Virtualization September 24th, 2008Recently I’ve been having a lot of interesting (but strong) discussions around a day in the life of a Windows Server.
Anyway, I have the [personal] opinion that your production Windows Servers should end their life as virtual machines. Yes, even if you [for what ever crazy reason] build a Windows Server on a physical box, there will be an inevitable moment, where it is time for the physical hardware to go away.
My belief behind this is, most windows servers (and the server app that they run) will typically have a life of “about 5-8 years”, and most go through a couple of software upgrades during that time. A lot can happen in the hardware world in that 5-8 years. But all of that is a discussion for another time. For the moment let’s just agree, that we have decided it is time for the physical hardware to go away. …and it’s time to convert the Physical Server into a Virtual Machine.
Now, when it comes to P2V, every man and his dog have a P2V tool – some are free, some are not. (Yes, VMware Converter is free). This isn’t a “my P2V is free-er than your P2V” post – but rather a question of: if you commit to releasing a hypervisor for free, are you obliged include P2V [and maybe framework] as part of that commitment as well?
Now I don’t have all the answers, or even the right questions – but it makes a very interesting discussion. So I thought I’d throw the idea out there for discussion. Thoughts anyone?
September 24th, 2008 at 10:04 am
I’m always surprised when a company decided to sell a product that would only drive demand for their own flagship product.
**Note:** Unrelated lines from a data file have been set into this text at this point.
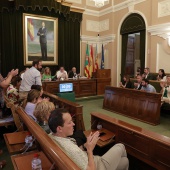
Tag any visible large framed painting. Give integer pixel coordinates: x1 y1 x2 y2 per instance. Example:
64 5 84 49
23 13 58 65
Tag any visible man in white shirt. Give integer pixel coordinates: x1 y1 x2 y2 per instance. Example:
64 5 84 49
48 109 129 170
56 67 68 80
141 79 156 93
19 60 42 99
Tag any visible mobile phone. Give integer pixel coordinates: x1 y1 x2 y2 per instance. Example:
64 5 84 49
99 132 106 137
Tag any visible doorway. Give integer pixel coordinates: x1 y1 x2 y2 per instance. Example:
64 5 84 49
125 32 140 77
120 14 146 78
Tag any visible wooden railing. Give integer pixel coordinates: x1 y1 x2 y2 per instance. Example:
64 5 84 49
43 91 85 131
16 107 80 170
103 86 162 125
91 112 170 170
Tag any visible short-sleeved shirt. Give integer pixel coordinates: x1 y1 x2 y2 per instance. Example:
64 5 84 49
141 84 156 93
25 102 37 121
19 67 42 92
49 134 88 170
6 84 19 104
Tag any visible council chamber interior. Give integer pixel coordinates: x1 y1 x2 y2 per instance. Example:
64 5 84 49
0 0 170 170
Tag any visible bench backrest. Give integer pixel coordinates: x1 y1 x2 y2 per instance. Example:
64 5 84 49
91 112 170 170
16 107 80 170
43 91 85 131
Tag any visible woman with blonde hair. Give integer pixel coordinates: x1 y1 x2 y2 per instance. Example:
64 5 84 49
33 100 55 134
42 67 55 81
25 89 40 121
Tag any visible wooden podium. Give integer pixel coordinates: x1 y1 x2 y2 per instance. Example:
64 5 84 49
93 69 111 95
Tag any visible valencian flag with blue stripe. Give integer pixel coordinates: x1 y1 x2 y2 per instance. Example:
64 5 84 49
95 44 99 71
27 18 34 41
101 44 104 69
84 44 90 78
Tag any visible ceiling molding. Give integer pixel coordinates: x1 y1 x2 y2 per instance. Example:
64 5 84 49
147 23 170 39
84 0 146 17
70 6 85 13
80 34 116 44
158 0 170 17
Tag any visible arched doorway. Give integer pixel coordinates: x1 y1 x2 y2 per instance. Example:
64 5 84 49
120 13 146 78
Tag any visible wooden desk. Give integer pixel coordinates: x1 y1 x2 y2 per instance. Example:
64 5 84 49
91 112 170 170
130 78 162 93
84 128 115 148
11 151 52 170
42 79 97 97
103 86 162 125
4 131 36 154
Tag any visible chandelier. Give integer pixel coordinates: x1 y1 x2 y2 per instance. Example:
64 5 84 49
91 0 109 8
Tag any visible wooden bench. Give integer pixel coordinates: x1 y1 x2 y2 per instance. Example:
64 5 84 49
91 112 170 170
43 91 85 131
103 86 161 125
16 107 80 170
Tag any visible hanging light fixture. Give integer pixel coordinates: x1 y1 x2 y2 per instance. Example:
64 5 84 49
91 0 109 8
I had the same discussion with HP when they they released their P2P tool for migrating from older hardware or competitors hardware to their current generation hardware. They asked me when I would try it - and I told them when they made it free, because I had no plans to pay them for something that would lead to new, prieviously un-scheduled hardware purchases.
One interesting thing I noticed when installing XenServer Express on my home system was that they included the P2V client on the boot disk for the hypervisor. Seems like a good delivery model to me.
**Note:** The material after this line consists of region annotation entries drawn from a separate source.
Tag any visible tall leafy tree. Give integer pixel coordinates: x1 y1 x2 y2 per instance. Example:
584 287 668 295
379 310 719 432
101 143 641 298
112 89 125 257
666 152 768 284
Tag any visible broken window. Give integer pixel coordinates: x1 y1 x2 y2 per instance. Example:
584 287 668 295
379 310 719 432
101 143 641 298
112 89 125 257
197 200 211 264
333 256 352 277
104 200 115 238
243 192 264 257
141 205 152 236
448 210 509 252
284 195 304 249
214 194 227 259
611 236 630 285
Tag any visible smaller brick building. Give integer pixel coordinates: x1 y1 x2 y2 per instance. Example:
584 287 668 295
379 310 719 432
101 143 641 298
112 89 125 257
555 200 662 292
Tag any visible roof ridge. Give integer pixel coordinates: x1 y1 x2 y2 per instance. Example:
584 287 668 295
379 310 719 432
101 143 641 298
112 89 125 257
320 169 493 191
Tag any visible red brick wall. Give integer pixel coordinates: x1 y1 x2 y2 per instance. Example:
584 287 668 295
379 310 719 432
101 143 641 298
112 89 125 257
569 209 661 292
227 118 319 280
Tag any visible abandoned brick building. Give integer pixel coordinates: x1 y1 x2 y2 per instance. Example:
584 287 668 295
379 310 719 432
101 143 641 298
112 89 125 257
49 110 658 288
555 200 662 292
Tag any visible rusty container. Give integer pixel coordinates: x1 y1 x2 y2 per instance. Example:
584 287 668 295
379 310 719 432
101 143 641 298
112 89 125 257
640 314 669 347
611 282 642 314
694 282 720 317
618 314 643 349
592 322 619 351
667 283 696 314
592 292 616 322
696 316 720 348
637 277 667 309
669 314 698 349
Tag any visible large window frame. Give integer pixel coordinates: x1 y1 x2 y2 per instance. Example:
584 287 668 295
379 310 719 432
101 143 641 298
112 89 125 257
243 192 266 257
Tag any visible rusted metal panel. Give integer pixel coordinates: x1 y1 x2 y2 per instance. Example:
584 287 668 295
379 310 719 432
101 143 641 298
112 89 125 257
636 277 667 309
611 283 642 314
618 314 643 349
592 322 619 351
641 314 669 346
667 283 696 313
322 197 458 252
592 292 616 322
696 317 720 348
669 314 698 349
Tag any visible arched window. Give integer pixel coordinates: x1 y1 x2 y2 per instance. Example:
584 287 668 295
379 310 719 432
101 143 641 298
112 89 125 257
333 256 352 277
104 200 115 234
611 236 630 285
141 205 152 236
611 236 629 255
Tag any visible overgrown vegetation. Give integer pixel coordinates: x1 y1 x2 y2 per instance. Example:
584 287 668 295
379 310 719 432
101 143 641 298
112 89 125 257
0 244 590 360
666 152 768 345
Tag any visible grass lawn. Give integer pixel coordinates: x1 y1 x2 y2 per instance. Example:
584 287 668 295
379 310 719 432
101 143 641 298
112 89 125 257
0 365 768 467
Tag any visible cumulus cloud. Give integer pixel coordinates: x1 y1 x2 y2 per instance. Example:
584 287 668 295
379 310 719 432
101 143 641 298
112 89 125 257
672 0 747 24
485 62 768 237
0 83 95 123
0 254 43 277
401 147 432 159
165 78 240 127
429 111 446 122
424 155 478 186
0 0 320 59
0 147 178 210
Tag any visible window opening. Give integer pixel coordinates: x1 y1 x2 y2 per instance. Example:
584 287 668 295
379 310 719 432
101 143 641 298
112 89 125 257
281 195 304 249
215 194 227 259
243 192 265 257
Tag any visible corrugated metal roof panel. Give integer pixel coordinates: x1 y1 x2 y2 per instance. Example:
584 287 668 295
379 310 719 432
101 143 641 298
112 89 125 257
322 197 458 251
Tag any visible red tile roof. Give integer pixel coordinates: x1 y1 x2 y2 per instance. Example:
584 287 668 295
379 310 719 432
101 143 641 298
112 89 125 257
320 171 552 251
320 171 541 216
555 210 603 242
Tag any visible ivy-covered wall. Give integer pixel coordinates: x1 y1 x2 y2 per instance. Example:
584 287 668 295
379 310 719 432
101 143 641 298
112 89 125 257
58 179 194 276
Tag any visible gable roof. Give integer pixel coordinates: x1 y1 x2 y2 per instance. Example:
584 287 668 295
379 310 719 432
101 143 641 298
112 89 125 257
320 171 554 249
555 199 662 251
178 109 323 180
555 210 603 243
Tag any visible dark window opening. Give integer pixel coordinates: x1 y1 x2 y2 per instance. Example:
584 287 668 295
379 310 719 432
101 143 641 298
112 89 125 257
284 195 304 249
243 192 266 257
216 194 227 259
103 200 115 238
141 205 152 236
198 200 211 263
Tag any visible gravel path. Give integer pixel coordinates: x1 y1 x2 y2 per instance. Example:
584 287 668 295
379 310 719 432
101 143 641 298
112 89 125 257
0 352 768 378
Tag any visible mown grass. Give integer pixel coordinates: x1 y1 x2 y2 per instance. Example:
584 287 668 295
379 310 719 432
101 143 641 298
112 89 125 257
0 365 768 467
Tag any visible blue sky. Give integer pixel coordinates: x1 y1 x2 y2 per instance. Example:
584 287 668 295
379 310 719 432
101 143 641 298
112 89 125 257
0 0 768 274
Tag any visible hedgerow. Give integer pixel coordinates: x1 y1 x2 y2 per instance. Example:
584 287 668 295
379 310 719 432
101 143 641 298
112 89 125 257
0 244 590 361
September 24th, 2008 at 10:07 am
I think it’s working fine as it is at the moment, the VMware converter is great and it gets you from A to B (or P to V) but it doesn’t have some of the extra features that the third party tools have.
These can all be completed manually if you have the correct process written around VMware converter so it then becomes a question of how many servers you would want to P2V and how automated you would like it and if you have a budget for the conversions.
If there are more servers then the automation that the third party tools offer may be more beneficial and the costs may justify themselves as you will pay people less time to do the pre and post config tasks.
Alan
September 25th, 2008 at 7:38 pm
I’m somewhere in between. I think you’re shooting yourself in the foot if you don’t release a free P2V, but in saying that it doesn’t have to be the all encompassing P2V of SCVMM. Just a simple tool for moving 5-10 servers to Hyper-V one at a time, no scheduling etc etc. Just something to get he job done. For bigger jobs with multiple servers people are going to buy SCVMM anyway, but for the smaller jobs P2V’ing 8 servers is days and days quicker than trying to reinstall and migraite them all.
It’s hard to justify SCVMM to a SMB if they will realistically only use it to P2V and then never use it again.